The study of non-well-orderable cardinals under $\mathsf{AD}$ is just starting, but there are already significant results, showing that many complicated partial orders can be embedded into the ordering of these cardinals. For example, in
W. Hugh Woodin. The cardinals below $|[\omega_1]^{<\omega_1}|$. Ann. Pure Appl. Logic 140 (1-3), (2006), 161–232. MR2224057 (2007k:03136),
Woodin shows that (in the theory $\mathsf{AD}(\mathbb R)+\mathsf{DC}$) one can find $\Theta$-decreasing sequences, or $\Theta$ many incomparable cardinals, and much more. Here, $\mathsf{AD}(\mathbb R)$ is the strengthening of determinacy where we allow real (rather than integer) moves in our games. In another direction, we have that under determinacy $\mathbb R$ and $\omega_1$ have incomparable cardinalities, and they are both successors of $\omega$. And the cardinality of $\mathbb R$ has several cardinal successors, one of which is the quotient $\mathbb R/\mathbb Q$, where two reals are identified iff their difference is rational. Yes: A quotient has larger size than the original set. See here for more on this.
I'll stop here, but what I've mentioned is really just scratching the surface. You may want to look at chapter 6 of Kanamori's book for more information, or at the beginning of my paper with Richard Ketchersid on a trichotomy result for additional, recent results, and some details on $\mathsf{AD}^+$.
The above being said, in the comments Douglas Zare points out that whether some of these consequences seem unintuitive depends on whether we consider choice and its consequences intuitive or not. Actually, if we are agnostic about $\mathsf{AC}$, many consequences of $\mathsf{AD}$ are natural. The idea is that the sets of reals in an $\mathsf{AD}$ model provide us with a natural class of "definable" sets, extending definability classes such as those coming from the interplay of logic and analysis (Borel or $\Delta^1_1$, projective or $\Sigma^1_n$, etc). A recent theme is that certain properties of simply definable sets of reals provable in $\mathsf{ZF}+\mathsf{DC}_{\mathbb R}$, extend to all sets of reals under determinacy. The pattern of uniformization for projective sets is a classical example of this. A striking recent development in descriptive set theory, due to Ben Miller, is that most classical dichotomy theorems in descriptive set theory are soft consequences of graph-theoretic dichotomies via Baire category arguments, see
Benjamin Miller. The graph-theoretic approach to descriptive set theory. Bulletin of Symbolic Logic, 18 (4), (2012), 554-575.

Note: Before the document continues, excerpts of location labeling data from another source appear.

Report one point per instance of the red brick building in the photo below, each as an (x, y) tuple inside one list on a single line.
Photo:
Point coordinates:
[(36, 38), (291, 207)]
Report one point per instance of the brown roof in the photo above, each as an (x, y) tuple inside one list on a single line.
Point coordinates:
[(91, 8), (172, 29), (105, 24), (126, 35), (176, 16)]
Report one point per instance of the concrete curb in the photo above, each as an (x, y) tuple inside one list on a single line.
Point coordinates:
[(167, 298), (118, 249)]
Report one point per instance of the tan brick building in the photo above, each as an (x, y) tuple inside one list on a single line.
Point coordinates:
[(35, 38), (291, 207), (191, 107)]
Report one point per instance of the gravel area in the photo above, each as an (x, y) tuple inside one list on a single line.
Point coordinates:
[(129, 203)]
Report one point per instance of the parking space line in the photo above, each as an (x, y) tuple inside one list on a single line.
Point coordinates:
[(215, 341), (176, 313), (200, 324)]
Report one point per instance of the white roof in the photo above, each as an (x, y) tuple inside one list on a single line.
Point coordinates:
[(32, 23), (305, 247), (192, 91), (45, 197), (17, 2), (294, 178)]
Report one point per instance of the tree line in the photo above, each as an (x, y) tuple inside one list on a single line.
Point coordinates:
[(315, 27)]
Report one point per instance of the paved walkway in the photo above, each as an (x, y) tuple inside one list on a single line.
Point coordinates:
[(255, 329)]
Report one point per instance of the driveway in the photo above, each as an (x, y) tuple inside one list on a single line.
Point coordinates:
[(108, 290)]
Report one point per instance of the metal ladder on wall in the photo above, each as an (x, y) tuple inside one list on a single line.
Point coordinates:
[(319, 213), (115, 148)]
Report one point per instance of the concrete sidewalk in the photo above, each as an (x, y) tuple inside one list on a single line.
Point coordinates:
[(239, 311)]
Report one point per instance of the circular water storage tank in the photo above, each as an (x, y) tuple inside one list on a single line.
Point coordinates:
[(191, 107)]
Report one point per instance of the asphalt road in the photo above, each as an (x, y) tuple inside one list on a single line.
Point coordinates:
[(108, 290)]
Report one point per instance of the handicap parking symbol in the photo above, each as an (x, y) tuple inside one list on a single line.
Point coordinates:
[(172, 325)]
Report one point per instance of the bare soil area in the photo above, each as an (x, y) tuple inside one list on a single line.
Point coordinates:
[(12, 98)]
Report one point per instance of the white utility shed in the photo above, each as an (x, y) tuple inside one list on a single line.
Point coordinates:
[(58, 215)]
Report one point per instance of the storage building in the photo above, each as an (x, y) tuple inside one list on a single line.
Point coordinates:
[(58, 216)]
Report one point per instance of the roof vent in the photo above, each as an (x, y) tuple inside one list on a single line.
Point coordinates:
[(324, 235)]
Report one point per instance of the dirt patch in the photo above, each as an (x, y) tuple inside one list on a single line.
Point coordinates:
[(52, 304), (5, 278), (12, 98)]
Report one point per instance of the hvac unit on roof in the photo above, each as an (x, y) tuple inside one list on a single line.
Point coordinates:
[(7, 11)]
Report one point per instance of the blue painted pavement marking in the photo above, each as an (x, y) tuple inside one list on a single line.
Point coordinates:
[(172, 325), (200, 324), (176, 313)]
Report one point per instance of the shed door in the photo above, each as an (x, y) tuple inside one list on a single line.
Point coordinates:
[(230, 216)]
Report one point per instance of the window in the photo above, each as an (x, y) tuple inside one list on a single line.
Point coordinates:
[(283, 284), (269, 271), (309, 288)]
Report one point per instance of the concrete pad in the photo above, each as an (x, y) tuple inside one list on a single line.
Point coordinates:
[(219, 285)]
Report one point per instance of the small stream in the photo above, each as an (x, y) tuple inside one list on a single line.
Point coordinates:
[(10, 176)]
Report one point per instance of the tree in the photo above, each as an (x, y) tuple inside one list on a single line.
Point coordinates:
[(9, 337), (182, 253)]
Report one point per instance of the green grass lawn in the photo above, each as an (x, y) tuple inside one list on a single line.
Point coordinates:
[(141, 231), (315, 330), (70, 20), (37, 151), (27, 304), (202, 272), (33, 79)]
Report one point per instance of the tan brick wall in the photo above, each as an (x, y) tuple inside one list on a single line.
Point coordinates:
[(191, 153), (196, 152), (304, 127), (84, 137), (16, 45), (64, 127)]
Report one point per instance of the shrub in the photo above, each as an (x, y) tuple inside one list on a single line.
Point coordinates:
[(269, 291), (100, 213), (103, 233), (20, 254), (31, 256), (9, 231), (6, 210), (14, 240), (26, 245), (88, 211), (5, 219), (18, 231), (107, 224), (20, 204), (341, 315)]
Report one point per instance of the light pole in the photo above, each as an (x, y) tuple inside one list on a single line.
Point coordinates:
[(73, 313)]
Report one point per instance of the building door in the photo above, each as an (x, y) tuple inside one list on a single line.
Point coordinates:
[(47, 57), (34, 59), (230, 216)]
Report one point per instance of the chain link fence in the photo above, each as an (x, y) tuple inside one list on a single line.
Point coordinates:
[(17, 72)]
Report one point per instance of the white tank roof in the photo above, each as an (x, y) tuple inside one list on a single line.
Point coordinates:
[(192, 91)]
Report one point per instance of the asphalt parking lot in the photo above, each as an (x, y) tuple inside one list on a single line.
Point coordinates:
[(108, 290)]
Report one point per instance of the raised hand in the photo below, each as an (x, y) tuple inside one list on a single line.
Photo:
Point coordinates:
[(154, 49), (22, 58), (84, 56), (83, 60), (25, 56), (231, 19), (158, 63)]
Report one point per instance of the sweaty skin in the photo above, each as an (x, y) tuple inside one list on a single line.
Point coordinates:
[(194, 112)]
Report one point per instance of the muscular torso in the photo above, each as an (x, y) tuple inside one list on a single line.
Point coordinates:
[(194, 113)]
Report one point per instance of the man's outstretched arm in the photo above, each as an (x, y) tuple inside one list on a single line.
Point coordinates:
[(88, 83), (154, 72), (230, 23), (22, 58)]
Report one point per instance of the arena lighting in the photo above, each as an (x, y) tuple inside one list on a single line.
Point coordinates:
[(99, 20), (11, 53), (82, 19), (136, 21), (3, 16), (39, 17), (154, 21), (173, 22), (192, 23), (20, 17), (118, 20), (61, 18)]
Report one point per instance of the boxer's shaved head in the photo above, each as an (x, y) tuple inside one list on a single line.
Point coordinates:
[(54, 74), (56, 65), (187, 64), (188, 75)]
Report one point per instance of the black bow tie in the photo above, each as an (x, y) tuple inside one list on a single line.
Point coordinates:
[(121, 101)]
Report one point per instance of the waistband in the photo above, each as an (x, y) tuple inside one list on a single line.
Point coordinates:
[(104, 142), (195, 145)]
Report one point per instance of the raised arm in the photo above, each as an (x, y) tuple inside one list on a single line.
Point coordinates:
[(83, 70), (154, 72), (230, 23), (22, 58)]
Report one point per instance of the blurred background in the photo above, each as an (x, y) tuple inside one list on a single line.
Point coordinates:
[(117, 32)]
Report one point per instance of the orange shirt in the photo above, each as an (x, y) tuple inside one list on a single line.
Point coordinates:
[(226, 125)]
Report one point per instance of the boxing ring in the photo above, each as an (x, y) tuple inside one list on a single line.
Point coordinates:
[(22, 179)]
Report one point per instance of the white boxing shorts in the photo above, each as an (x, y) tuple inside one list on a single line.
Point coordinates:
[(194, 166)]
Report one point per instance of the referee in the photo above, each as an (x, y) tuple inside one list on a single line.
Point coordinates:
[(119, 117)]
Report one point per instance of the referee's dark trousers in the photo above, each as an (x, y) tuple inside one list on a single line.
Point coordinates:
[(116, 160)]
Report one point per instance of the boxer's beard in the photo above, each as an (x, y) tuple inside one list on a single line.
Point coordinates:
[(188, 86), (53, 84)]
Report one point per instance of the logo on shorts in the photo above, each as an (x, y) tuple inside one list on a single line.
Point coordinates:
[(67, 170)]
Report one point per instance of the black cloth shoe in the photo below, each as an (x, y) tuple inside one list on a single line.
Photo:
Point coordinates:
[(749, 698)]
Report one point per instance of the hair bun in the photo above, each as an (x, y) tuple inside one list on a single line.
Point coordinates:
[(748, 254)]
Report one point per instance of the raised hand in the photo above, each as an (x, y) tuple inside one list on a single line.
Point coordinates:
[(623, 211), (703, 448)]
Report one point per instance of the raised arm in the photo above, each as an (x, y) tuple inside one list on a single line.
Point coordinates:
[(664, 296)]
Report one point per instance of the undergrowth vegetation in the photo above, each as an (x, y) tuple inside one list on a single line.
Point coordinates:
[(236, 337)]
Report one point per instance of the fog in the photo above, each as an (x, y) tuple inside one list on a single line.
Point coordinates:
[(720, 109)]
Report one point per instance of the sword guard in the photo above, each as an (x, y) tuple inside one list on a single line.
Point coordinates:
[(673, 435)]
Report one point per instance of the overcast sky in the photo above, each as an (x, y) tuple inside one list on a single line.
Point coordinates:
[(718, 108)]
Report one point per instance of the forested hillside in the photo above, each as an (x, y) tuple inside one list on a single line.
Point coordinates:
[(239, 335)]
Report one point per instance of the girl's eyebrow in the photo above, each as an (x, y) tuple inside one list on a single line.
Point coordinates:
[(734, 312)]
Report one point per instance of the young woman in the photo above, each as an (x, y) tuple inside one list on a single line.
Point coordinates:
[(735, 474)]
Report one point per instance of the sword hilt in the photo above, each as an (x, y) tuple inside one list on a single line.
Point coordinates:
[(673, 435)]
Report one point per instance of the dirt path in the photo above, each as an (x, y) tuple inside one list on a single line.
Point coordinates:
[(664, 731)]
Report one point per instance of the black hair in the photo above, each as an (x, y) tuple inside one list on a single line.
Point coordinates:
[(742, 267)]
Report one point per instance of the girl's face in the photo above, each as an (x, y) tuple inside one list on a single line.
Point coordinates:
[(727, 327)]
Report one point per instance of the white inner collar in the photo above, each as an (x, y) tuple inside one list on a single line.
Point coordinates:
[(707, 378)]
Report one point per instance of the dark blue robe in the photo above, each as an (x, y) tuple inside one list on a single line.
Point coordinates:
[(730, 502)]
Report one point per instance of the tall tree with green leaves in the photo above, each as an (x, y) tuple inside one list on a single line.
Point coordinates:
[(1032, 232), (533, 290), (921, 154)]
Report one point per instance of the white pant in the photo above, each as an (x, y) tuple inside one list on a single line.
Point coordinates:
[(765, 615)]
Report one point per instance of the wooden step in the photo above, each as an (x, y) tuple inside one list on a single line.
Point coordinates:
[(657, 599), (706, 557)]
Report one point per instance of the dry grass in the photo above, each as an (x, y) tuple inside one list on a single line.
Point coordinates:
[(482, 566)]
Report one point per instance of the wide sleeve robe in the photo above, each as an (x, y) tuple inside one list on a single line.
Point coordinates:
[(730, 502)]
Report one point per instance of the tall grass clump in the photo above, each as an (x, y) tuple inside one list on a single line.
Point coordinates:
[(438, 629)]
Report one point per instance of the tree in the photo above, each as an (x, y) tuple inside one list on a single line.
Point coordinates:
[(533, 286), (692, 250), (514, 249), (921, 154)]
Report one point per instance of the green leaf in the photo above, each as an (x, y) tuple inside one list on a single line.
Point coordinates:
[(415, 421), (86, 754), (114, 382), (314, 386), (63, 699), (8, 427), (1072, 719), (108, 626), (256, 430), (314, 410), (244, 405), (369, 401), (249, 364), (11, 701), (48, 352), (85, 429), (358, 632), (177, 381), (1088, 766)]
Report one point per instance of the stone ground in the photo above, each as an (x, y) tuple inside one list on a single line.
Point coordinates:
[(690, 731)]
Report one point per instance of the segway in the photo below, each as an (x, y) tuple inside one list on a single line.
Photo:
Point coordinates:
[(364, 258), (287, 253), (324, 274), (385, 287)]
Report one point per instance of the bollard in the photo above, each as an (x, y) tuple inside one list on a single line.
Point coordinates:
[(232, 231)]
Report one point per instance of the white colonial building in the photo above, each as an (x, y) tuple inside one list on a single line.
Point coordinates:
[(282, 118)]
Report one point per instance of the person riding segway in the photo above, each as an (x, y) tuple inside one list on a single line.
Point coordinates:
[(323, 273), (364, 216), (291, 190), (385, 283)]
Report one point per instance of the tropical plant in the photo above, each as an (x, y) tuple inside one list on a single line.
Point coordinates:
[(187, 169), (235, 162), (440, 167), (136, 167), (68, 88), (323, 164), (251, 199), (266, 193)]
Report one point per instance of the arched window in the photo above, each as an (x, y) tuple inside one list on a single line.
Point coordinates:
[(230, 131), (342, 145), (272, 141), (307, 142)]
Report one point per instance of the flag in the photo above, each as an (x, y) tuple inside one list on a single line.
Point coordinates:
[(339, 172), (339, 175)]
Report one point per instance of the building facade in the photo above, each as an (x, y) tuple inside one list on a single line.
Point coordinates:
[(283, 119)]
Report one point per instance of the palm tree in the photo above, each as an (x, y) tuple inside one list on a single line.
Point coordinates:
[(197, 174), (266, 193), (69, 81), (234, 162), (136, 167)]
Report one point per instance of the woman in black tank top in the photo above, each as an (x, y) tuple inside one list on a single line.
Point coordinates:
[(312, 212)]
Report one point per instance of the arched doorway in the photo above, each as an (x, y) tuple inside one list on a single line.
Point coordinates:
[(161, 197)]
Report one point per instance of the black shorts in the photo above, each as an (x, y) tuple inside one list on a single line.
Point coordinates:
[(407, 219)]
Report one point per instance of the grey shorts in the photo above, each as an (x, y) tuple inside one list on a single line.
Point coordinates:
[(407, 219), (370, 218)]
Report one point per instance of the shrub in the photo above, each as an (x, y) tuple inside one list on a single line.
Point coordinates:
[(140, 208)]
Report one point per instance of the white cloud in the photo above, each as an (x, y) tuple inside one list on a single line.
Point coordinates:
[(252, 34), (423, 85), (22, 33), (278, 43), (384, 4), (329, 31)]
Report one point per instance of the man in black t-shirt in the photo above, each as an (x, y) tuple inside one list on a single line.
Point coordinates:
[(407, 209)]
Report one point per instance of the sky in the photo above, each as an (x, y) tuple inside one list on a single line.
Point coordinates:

Extending the work mentioned above, Richard Ketchersid and I have shown that these graph theoretic dichotomies hold for arbitrary sets of reals under $\mathsf{AD}^+$, and therefore we have the classical dichotomies in the $\mathsf{AD}$ context without any restrictions in the complexity of the sets involved. (In fact, we have versions that apply to all sets in $L(\mathcal P(\mathbb R))$, not just to sets of reals.) Andrew Marks's answer points to some of these dichotomies. For more, see here.